Lawmakers question government contribution to health premiums
The Federal Employees Health Benefits Program already is competitive with health insurance programs offered in the private sector, OPM Director Linda Springer testified before the House Oversight and Government Reform Subcommittee on the Federal Workforce. But some lawmakers and representatives from federal employee unions remained unconvinced.
The government pays 72 percent of the average premium across all plans participating in FEHBP, but no more than 75 percent of any single plan's premium. That share was set in a 1997 budget law and has not been adjusted since, even though premiums have risen. According to Colleen Kelley, president of the National Treasury Employees Union, premiums have grown 50 percent since 2001.
"It strikes me that the government has rested on its laurels, said 'Premiums will go up, and be satisfied with it,' " said Del. Eleanor Holmes Norton, D-D.C.
According to a December 2006 Government Accountability Office study, the rate of premium increase has declined in recent years, in part because OPM used supplemental funding to hold the increase at 1.8 percent last year. Springer estimated that premiums would have risen just more than 6 percent last year if she hadn't used reserve funds. That would still have been lower than the 12.9 percent high mark in premium increases reached in 2002, and lower than premium hikes in a range of other public and private plans GAO examined.
Norton argued that the government may still need to contribute more to attract employees from the private sector. But Springer said private sector employers were lowering their contributions to health plans.

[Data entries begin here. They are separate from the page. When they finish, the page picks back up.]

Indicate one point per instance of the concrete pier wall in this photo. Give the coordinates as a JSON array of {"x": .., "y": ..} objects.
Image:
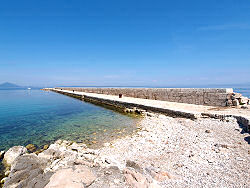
[{"x": 199, "y": 96}]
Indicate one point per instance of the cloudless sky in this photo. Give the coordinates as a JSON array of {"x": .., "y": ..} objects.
[{"x": 124, "y": 42}]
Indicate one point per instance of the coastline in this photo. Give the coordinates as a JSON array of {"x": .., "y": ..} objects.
[{"x": 165, "y": 152}]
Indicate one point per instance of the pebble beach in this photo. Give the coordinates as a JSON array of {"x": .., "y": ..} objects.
[{"x": 163, "y": 152}]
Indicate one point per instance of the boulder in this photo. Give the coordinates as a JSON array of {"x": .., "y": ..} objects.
[
  {"x": 13, "y": 153},
  {"x": 243, "y": 100},
  {"x": 77, "y": 177},
  {"x": 28, "y": 171},
  {"x": 236, "y": 95},
  {"x": 236, "y": 102},
  {"x": 31, "y": 147},
  {"x": 1, "y": 154}
]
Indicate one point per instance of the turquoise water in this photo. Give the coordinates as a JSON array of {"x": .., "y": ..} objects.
[
  {"x": 244, "y": 91},
  {"x": 40, "y": 117}
]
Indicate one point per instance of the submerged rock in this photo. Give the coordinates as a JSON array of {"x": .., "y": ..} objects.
[
  {"x": 2, "y": 154},
  {"x": 31, "y": 147},
  {"x": 45, "y": 146},
  {"x": 13, "y": 153}
]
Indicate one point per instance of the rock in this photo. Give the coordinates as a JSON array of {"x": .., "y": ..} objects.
[
  {"x": 135, "y": 179},
  {"x": 243, "y": 100},
  {"x": 31, "y": 147},
  {"x": 134, "y": 165},
  {"x": 13, "y": 153},
  {"x": 7, "y": 173},
  {"x": 236, "y": 95},
  {"x": 1, "y": 154},
  {"x": 78, "y": 177},
  {"x": 28, "y": 171},
  {"x": 3, "y": 180},
  {"x": 45, "y": 146},
  {"x": 236, "y": 102},
  {"x": 106, "y": 144}
]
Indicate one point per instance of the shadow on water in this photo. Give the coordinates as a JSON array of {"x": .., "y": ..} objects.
[{"x": 116, "y": 109}]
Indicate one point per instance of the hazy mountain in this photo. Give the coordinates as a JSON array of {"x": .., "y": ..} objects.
[{"x": 8, "y": 85}]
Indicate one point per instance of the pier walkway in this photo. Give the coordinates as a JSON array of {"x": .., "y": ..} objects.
[{"x": 170, "y": 108}]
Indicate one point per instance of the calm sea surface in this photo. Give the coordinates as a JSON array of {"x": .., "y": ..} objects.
[{"x": 40, "y": 117}]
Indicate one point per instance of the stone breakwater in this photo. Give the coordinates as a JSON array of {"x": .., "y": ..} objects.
[
  {"x": 198, "y": 96},
  {"x": 170, "y": 108},
  {"x": 165, "y": 152}
]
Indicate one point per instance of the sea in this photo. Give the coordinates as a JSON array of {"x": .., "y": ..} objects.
[{"x": 41, "y": 117}]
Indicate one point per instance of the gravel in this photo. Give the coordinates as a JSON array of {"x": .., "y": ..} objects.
[{"x": 200, "y": 153}]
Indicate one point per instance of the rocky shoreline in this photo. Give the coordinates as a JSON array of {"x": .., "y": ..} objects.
[{"x": 164, "y": 152}]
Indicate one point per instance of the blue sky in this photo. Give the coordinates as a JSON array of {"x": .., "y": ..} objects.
[{"x": 125, "y": 42}]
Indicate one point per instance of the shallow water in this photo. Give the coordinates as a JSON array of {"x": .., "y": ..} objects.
[
  {"x": 244, "y": 91},
  {"x": 40, "y": 117}
]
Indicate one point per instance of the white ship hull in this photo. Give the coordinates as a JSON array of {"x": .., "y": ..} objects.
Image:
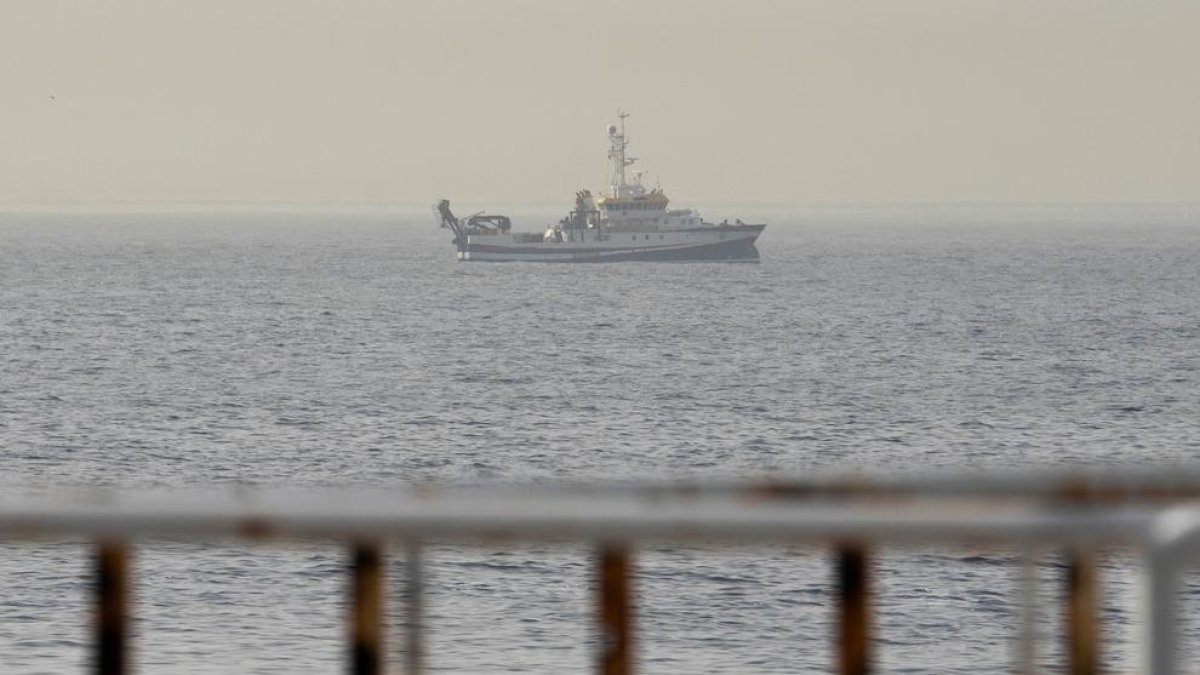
[{"x": 733, "y": 243}]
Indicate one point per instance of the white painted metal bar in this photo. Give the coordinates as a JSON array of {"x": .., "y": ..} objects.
[{"x": 628, "y": 519}]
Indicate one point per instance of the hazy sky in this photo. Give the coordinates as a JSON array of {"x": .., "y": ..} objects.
[{"x": 490, "y": 102}]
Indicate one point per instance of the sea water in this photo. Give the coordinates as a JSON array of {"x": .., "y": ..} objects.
[{"x": 232, "y": 350}]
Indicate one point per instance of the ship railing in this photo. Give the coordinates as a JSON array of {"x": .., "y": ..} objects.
[{"x": 1155, "y": 513}]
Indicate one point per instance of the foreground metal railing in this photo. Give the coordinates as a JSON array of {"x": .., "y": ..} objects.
[{"x": 1078, "y": 514}]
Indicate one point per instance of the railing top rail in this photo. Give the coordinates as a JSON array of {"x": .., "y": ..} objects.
[{"x": 561, "y": 517}]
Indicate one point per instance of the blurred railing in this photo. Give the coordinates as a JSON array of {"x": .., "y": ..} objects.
[{"x": 1079, "y": 514}]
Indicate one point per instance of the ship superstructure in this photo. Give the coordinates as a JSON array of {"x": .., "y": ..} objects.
[{"x": 627, "y": 223}]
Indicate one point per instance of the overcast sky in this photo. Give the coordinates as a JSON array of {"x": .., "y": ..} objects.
[{"x": 491, "y": 102}]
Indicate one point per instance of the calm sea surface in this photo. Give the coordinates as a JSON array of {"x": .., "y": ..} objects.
[{"x": 349, "y": 348}]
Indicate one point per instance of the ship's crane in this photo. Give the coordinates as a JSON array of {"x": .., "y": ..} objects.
[{"x": 478, "y": 223}]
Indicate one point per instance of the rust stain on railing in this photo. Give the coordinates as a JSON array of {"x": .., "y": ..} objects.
[{"x": 1077, "y": 515}]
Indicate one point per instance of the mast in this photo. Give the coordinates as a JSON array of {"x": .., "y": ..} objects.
[{"x": 617, "y": 159}]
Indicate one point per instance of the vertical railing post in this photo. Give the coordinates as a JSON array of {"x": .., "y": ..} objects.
[
  {"x": 1083, "y": 645},
  {"x": 1159, "y": 611},
  {"x": 366, "y": 609},
  {"x": 112, "y": 627},
  {"x": 1026, "y": 647},
  {"x": 615, "y": 653},
  {"x": 853, "y": 610},
  {"x": 413, "y": 599}
]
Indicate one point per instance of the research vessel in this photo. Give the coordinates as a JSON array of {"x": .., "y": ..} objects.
[{"x": 629, "y": 222}]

"We have to figure out what is the right level of cost and what's the right place to invest," Springer said. "We do not see that this is a barrier to retaining or hiring people. The satisfaction level with benefits has gone up. All I can say is that we think this is still positioned properly."
Springer cited what she views as a different shortfall within the federal benefits package, however -- the lack of a short-term disability insurance benefit. Such a benefit would allow employees who have short-term needs, such as maternity leave, to fulfill them without having to "patch together" various forms of annual, sick, advance or donated leave, she said.
Meanwhile, labor union and employee group representatives suggested additional improvements to FEHBP.
Kelley recommended that Congress mandate a thorough investigation into drug price negotiations. While OPM negotiates with carriers for the best overall health care package, carriers negotiate individually for the best drug prices. "We would be happy to work with your committee to reopen the drug pricing discussion, perhaps find a creative way to bring down premiums," Kelley said.
J. David Cox, national secretary-treasurer for the American Federation of Government Employees, and Margaret Baptiste, president of the National Active and Retired Federal Employees Association, said FEHBP carriers should be required to purchase prescription drugs at the discounted prices the government has negotiated for purchase from the General Services Administration's Federal Supply Schedule. The FSS is used by the Defense and Veterans Affairs departments to negotiate drug prices for veterans and military personnel.
"It simply makes no sense for the federal government to pay one set of discounted prices for the prescription drugs it purchases for use in veterans [and military] hospitals . . . and other drastically high prices when it pays for prescription drugs for its 8 million employees, retirees and dependents," Cox said. "Why should taxpayers finance this inequity?"
Subcommittee members cited a report released by GAO earlier this year that found that the government's decision not to use a Medicare drug subsidy in FEHBP was responsible for an average 2.6 percent higher premium last year.
OPM has argued that the subsidy was not appropriate for FEHBP because it was intended to encourage employers to provide drug coverage for participants also enrolled in Medicare, which the federal employee program already does. In essence, the government would be subsidizing itself unnecessarily, Springer argued.
But lawmakers and group representatives argued that accepting the subsidy would have reduced the overall cost of federal employee health plans, and the savings could have been passed on to participants.
Subcommittee Chairman Danny Davis, D-Ill., said the panel will conduct more hearings on benefits. "The federal government must keep current in the types of benefits it offers employees if it is to attract and maintain a quality workforce," Davis said.